Regaining control of the Senate, where Democrats have a one-vote margin, is the first priority of the team. Maintaining the GOP's slim margin in the House is also a goal.

Bush's 2004 re-election campaign will benefit from groundwork done this year. He hopes to gain loyalists in the Republicans he helps elect and to build new networks of voters and donors. Fundraising trips give him a presence in states with early primaries or big chunks of Electoral College votes.

The team is involved in almost every facet of GOP campaigns:

  • Recruiting candidates. Tim Pawlenty, majority leader of the Minnesota House of Representatives, was about to announce a challenge of Democratic Sen. Paul Wellstone last spring when Cheney asked him not to run. That left the field clear for former St. Paul mayor Norm Coleman, a candidate the White House believed had a better chance of winning. Coleman was planning to run for governor before a call from Bush persuaded him to switch races. Now Pawlenty is running for governor.

  • Playing favorites. In some cases, White House power brokers have anointed candidates in GOP primaries, breaking the tradition of staying neutral until voters choose a nominee. Bush aides say their determination to win back the Senate made it worth the risk of annoying voters by interfering.

    The GOP hierarchy is backing Elizabeth Dole over several other Republicans in the North Carolina race for the U.S. Senate this year.
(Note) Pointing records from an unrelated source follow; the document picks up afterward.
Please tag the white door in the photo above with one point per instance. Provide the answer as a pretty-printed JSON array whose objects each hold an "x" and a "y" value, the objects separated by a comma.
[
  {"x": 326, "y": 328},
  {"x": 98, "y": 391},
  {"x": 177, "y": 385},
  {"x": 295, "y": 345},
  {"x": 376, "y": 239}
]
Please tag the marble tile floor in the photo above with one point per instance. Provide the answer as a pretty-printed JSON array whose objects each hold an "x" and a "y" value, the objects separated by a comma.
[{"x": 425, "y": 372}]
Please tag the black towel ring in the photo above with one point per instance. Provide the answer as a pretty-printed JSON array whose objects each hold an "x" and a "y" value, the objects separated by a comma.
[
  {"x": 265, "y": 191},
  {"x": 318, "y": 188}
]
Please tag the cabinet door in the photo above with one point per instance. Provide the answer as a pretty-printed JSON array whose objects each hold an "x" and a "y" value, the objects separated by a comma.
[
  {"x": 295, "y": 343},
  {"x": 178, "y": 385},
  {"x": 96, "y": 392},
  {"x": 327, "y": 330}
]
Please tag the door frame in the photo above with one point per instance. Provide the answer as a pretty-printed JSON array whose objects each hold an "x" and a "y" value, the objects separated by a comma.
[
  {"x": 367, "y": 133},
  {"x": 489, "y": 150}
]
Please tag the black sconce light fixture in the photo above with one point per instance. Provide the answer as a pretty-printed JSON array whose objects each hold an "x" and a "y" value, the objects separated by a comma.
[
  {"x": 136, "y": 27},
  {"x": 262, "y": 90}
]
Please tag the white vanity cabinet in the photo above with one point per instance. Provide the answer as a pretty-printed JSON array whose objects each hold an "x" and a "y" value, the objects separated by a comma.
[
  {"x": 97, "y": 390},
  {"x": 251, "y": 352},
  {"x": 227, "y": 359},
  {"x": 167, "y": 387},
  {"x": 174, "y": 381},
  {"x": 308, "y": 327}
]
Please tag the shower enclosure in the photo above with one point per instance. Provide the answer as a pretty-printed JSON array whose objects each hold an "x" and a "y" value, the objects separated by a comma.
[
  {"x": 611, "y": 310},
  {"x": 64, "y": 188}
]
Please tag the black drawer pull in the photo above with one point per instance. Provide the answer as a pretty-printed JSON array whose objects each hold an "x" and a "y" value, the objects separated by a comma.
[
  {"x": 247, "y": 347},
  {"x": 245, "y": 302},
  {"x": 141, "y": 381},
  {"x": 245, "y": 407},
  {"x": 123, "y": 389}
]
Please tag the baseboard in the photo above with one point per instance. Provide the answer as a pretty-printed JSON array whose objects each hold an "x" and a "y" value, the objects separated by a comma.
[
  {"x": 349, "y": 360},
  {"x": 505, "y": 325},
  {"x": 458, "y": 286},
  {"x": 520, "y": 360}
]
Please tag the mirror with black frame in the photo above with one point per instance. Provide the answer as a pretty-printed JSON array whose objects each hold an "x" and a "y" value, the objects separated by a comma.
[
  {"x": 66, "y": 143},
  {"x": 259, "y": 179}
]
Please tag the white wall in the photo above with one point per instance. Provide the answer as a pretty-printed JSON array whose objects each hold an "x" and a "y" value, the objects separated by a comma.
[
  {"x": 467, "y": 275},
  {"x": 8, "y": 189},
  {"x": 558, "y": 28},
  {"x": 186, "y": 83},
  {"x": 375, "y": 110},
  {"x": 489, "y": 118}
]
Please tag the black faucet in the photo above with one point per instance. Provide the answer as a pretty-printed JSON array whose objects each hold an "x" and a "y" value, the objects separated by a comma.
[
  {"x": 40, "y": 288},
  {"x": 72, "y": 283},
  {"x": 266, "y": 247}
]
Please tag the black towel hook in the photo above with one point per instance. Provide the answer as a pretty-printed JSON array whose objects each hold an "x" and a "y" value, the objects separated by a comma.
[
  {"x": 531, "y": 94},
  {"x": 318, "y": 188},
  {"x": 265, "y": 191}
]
Bush allies wanted to preclude any chance of a primary upset.

    The team has made choices that didn't pan out. The endorsement of former Los Angeles mayor Richard Riordan in the California governor's race backfired when businessman Bill Simon won the primary. That left an impression that the White House is out of touch with the state's climate. Conservative Republicans also complain that Bush backs too many moderates.

  • Applying muscle. Mehlman phoned the head of South Dakota's Fraternal Order of Police four times to try to win the group's endorsement for Rep. John Thune, who was recruited by the White House to challenge Democratic Sen. Tim Johnson. Police endorsements can be important because of voters' concerns about crime. The union endorsed Johnson.
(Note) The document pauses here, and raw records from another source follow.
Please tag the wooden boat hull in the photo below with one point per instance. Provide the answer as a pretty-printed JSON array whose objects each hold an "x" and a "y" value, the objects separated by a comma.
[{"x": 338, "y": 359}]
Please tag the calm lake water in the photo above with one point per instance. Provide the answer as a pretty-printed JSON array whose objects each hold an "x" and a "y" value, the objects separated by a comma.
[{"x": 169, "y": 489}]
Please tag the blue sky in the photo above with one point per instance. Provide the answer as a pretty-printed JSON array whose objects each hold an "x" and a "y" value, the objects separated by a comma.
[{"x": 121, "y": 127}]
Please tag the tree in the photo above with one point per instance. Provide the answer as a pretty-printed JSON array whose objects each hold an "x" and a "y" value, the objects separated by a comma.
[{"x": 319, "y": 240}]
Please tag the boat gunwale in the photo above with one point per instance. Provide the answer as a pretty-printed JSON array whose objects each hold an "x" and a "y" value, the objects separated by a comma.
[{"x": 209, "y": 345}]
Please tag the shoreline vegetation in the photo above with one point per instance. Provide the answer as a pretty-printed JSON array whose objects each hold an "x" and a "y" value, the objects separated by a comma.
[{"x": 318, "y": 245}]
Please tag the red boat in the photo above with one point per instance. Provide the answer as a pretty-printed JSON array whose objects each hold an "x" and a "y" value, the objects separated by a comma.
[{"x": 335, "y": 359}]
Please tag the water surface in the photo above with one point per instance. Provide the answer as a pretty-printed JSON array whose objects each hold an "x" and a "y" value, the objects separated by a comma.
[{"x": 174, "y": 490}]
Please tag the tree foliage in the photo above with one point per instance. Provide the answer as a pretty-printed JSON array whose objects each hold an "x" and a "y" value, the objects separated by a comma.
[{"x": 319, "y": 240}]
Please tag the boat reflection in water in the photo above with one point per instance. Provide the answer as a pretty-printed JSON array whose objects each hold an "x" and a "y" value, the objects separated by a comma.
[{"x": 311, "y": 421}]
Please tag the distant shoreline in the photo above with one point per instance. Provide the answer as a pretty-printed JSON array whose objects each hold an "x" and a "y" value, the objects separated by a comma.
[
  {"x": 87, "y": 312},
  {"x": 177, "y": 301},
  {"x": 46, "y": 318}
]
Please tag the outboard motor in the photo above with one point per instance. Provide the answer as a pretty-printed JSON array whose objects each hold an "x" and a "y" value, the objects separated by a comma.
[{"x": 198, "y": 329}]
  • Raising money. A president's time is his most valuable commodity. Clinton's aides sometimes had to fight to get him to fundraisers. Fundraisers go on Bush's travel schedule first; other events are arranged to accommodate them.

    Besides raising money for candidates, Bush is on an urgent mission to help raise "soft money" for his party. A ban on those unregulated, unlimited party donations takes effect the day after the election.
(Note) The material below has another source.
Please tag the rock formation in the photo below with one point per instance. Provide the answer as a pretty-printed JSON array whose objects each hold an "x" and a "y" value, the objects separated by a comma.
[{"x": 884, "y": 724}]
  • Running the show. The GOP team has dispatched some well-connected Washington insiders to help run crucial campaigns. Ed Gillespie, a lobbyist who advised the Bush campaign, is chief strategist for Dole. David Beckwith, a former Bush campaign spokesman, left his job at a cable TV association to be communications director of the Senate campaign of Texas Attorney General John Cornyn.

  • Personal tending. The team is going to great lengths to help Rep. Robin Hayes, R-N.C., who cast a tie-breaking vote for a bill that would give Bush more authority to negotiate trade deals. Hayes' vote was unpopular in his district because of fears that new trade pacts would make it easier for companies to move textile jobs overseas.

    Since that vote, the administration created an "interagency textile working group" to help find new markets, delivered a $1.4 million federal check for local worker training and sent Bush to Charlotte to raise money for Hayes.

    Some Democrats say politics so drives the White House that it's having undue influence on policy decisions. They cite Bush's decision last month to impose tariffs on steel imports. The move seemed to contradict Bush's commitment to free trade, but it might help his standing in states such as Pennsylvania and West Virginia.

    Democrats say White House influence won't sway voters.

    Dan Pfeiffer, campaign spokesman for South Dakota's Johnson, says voters are smart enough to distinguish between "someone who's running because voters want him to run and someone who's running because some guy in Washington, D.C., asked him to."

    Bush is unapologetic. "You bet I'm going to campaign," he said last month. "I'm going to campaign for a party that holds the values that I hold dear to my heart."